Sparse deep neural networks with structured sparsity

This is a detached source code of Caffe targeting on sparse deep neural networks with structured sparisty to speedup the evaluation of Deep Neural Networks (DNN).

Technical details are in our NIPS 2016 paper: Learning Structured Sparsity in Deep Neural Networks. Our SSL (Structured Sparsity Learning) method utilizes group Lasso regularization to dynamically learn a compact DNN structure (less filters, less channels,smaller filter shapes, less neurons and less layers), achieving speedups of convolutional layers in AlexNet by 3.1X in GPUs and 5.1X in CPUs, measured by the off-the-shelf GEMM in BLAS (e.g. MKL in CPUs and cuBLAS in nvidia GPUs). Alternatively, a variant of our method can improve accuracy of AlexNet by ~1%. Moreover, our results can also reduce the number of layers in Deep Residual Networks (ResNets) meanwhile improving its accuracy.

Poster is here. Slides are here.

Please also see our ICCV 2017 paper on lower-rank DNNs: Paper, Code.

And ICLR 2017 paper on sparse DNNs: Paper, Code

Motivation

Deep neural networks can be very sparse (>90%), after optimization by L1 regularization or connection pruning. The model size can be compressed using those sparsifying methods, however, the computation cannot be sped up because of the poor cache locality and jumping memory access pattern resulted from the random pattern of the sparsity.

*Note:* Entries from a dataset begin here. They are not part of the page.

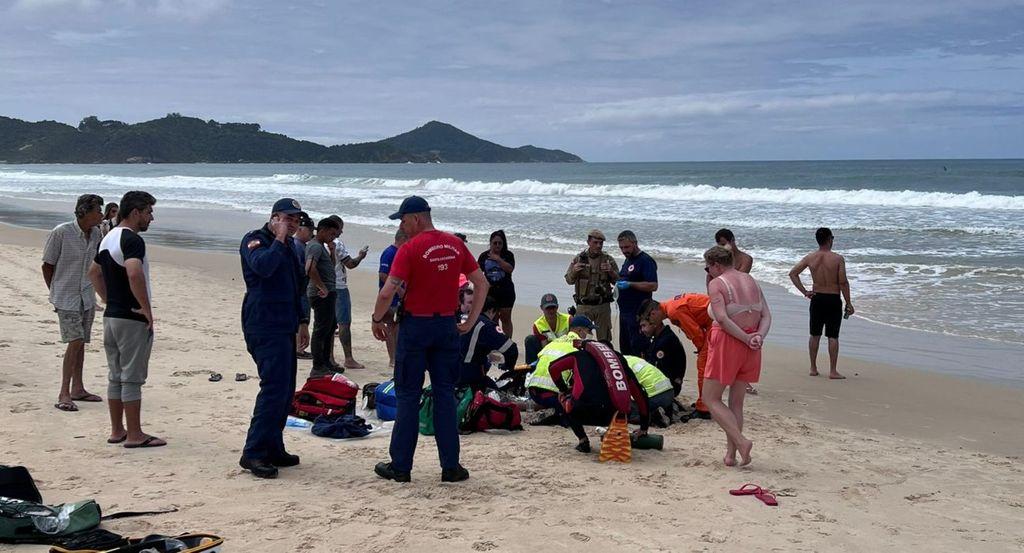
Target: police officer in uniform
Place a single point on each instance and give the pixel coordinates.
(593, 272)
(270, 313)
(427, 267)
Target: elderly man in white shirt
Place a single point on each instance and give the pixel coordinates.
(67, 256)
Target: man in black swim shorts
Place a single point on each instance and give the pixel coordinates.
(828, 275)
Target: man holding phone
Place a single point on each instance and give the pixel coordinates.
(270, 312)
(343, 301)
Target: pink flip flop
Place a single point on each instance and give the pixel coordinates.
(767, 498)
(747, 490)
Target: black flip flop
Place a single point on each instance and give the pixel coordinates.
(147, 442)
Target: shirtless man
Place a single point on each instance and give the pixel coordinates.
(734, 341)
(828, 277)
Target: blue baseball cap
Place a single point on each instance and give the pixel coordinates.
(287, 206)
(582, 321)
(413, 204)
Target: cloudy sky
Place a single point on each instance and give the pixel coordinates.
(610, 81)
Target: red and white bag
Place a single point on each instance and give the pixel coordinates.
(334, 394)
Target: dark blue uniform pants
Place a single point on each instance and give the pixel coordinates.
(631, 340)
(274, 356)
(425, 344)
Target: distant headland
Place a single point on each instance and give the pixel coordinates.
(176, 138)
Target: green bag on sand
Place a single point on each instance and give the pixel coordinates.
(29, 522)
(463, 397)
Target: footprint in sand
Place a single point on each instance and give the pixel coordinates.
(24, 408)
(921, 498)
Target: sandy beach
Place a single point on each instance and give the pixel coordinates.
(891, 459)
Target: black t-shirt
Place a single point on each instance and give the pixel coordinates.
(118, 246)
(667, 352)
(497, 277)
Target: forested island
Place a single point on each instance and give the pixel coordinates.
(177, 138)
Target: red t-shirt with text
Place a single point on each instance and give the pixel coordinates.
(430, 264)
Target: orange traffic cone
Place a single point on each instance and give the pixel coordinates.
(615, 443)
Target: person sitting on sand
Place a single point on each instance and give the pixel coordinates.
(741, 322)
(658, 388)
(549, 326)
(828, 278)
(540, 386)
(689, 313)
(592, 388)
(391, 317)
(665, 351)
(477, 345)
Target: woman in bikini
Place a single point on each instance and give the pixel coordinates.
(741, 322)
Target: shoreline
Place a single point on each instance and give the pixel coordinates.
(890, 459)
(970, 357)
(881, 398)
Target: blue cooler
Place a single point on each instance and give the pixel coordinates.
(387, 402)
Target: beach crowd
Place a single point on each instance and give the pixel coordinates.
(445, 312)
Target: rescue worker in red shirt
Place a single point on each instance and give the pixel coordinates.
(689, 313)
(427, 267)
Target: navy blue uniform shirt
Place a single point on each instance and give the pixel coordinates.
(273, 285)
(639, 268)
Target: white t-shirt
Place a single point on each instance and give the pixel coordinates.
(341, 255)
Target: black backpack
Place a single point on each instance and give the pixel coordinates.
(15, 482)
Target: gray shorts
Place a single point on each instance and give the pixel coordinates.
(128, 344)
(76, 325)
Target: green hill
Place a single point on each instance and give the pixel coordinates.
(185, 139)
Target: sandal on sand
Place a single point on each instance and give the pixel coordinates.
(747, 490)
(767, 498)
(147, 442)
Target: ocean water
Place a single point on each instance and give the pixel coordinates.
(930, 245)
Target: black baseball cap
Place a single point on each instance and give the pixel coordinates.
(413, 204)
(582, 321)
(286, 206)
(549, 300)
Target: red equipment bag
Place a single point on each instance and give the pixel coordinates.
(485, 414)
(336, 385)
(325, 395)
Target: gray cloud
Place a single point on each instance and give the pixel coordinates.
(633, 81)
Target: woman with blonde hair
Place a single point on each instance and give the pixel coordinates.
(741, 322)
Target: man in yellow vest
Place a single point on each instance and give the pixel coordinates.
(658, 388)
(551, 325)
(540, 386)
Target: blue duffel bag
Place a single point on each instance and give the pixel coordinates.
(385, 400)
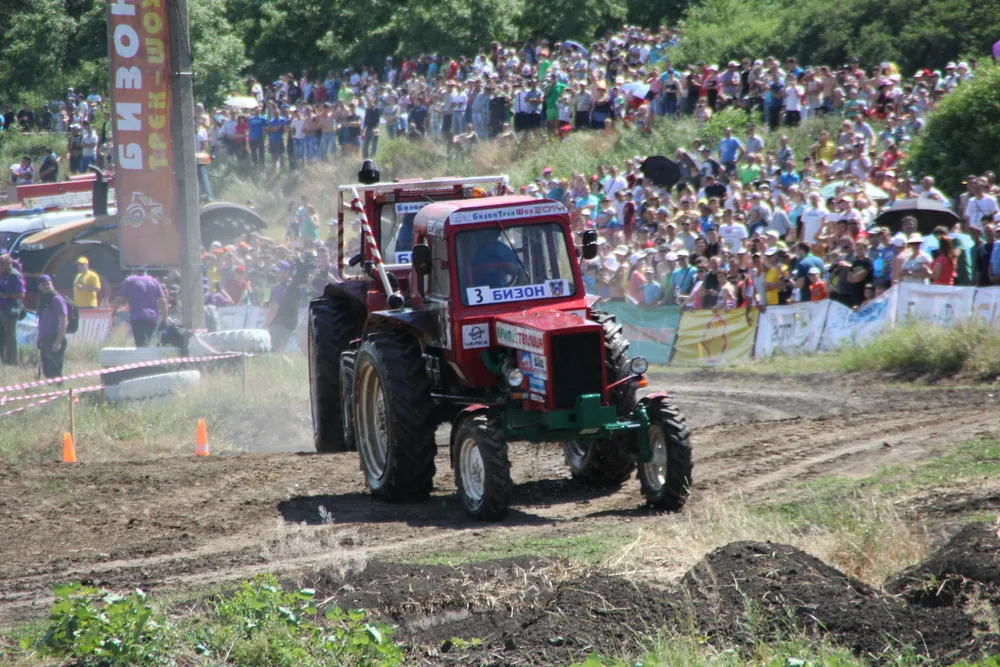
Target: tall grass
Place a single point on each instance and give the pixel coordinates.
(920, 349)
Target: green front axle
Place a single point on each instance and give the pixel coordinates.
(588, 419)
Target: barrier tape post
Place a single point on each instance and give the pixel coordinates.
(72, 417)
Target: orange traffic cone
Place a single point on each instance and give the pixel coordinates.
(201, 439)
(69, 449)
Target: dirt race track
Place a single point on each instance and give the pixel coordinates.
(177, 524)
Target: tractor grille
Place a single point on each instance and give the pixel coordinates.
(575, 368)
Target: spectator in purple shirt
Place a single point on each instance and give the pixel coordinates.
(11, 301)
(143, 296)
(53, 318)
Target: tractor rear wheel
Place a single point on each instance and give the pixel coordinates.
(666, 477)
(482, 468)
(607, 463)
(392, 417)
(333, 324)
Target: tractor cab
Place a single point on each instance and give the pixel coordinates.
(391, 209)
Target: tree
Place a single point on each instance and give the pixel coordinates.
(217, 51)
(961, 136)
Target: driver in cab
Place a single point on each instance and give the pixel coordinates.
(494, 263)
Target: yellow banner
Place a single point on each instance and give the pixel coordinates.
(711, 338)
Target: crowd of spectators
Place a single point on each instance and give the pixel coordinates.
(751, 224)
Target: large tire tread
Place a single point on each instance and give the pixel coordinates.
(333, 324)
(677, 488)
(493, 449)
(409, 470)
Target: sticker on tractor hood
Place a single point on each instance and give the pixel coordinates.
(483, 295)
(535, 365)
(520, 338)
(507, 213)
(475, 336)
(409, 207)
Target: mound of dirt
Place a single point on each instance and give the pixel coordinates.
(964, 571)
(509, 612)
(746, 591)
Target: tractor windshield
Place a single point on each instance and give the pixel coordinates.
(513, 263)
(396, 231)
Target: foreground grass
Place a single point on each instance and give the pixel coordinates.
(915, 350)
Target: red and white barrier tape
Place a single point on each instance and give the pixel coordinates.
(50, 399)
(4, 399)
(126, 367)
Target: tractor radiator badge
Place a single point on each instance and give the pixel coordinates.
(475, 336)
(533, 365)
(520, 338)
(479, 296)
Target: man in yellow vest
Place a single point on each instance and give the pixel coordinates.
(86, 285)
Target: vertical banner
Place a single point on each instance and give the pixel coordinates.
(986, 306)
(792, 329)
(709, 338)
(650, 331)
(141, 102)
(942, 305)
(857, 327)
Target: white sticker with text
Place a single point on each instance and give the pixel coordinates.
(520, 338)
(480, 296)
(475, 336)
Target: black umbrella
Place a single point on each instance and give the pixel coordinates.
(661, 171)
(929, 213)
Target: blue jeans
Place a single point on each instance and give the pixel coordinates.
(204, 184)
(328, 145)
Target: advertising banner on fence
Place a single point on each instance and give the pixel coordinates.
(792, 329)
(942, 305)
(986, 306)
(139, 59)
(856, 327)
(650, 331)
(714, 338)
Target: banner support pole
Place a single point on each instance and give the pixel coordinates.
(192, 298)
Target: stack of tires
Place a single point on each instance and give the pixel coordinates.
(142, 383)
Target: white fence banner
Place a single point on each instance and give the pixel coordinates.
(986, 305)
(856, 327)
(942, 305)
(240, 317)
(793, 329)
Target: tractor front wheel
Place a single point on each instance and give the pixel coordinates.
(600, 463)
(392, 418)
(482, 468)
(666, 477)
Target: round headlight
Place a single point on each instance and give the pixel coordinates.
(638, 366)
(515, 377)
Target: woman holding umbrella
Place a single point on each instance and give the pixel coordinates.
(943, 266)
(914, 265)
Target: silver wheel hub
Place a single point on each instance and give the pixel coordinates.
(654, 471)
(472, 469)
(373, 421)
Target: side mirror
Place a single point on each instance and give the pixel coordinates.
(421, 259)
(590, 244)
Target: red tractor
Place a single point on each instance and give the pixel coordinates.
(477, 316)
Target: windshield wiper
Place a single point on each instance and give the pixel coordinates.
(510, 244)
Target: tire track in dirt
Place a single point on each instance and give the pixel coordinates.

The above figure shows the speedups are very limited (sometimes even slows down) althrough the sparsity can be as high as >90%. Our SSL method can train DNNs with structured sparsity, which results in very good locality and memory access pattern. For example, SSL can directly reduce the dimensions of weight matrixes in both convolutional layers and fully-connected layers.

Build

To build, please follow the standard process of building caffe. New configurations are added in Makefile and Makefile.config.example, but those features are Not modified for cmake. So cmake is NOT support currently.

Caffemodel and examples

Caffemodels of CaffeNet (a variant of AlexNet) learned by SSL are uploaded to Caffe Model Zoo. Note that the paper focuses on acceleration and those caffemodels are NOT compressed by removing zeros. Zeros are stored as nonzeros are. During testing, zeros are removed and compressed at the beginning by Layer::WeightAlign() of conv layer and fully-connected layer.

Please check examples in examples/cifar10 and models/vggnet.

Issue

Submit an issue here.

Or, refer to Caffe Issue 4328

Overview of Features

Please refer to our NIPS 2016 paper for technical details.

Train sparsity-structured deep neural networks

You can use our trained caffemodel in the model zoo, or train it by yourselves. In brief, SSL enforces group Lasso regularization on every sub-block (e.g. row, column or 2D tile) of the weight matrix. After SSL, a big portion of sub-blocks will be enforced to all-zeros. Note that the block and group are interchangeable in this context.

Training by SSL is simple, we add new features in caffe.proto, in which the group Lasso regularization, connectivity, implementations of convolution and so on can be configured in prototxt of networks and solvers. Please refer to comments in caffe.proto for more details.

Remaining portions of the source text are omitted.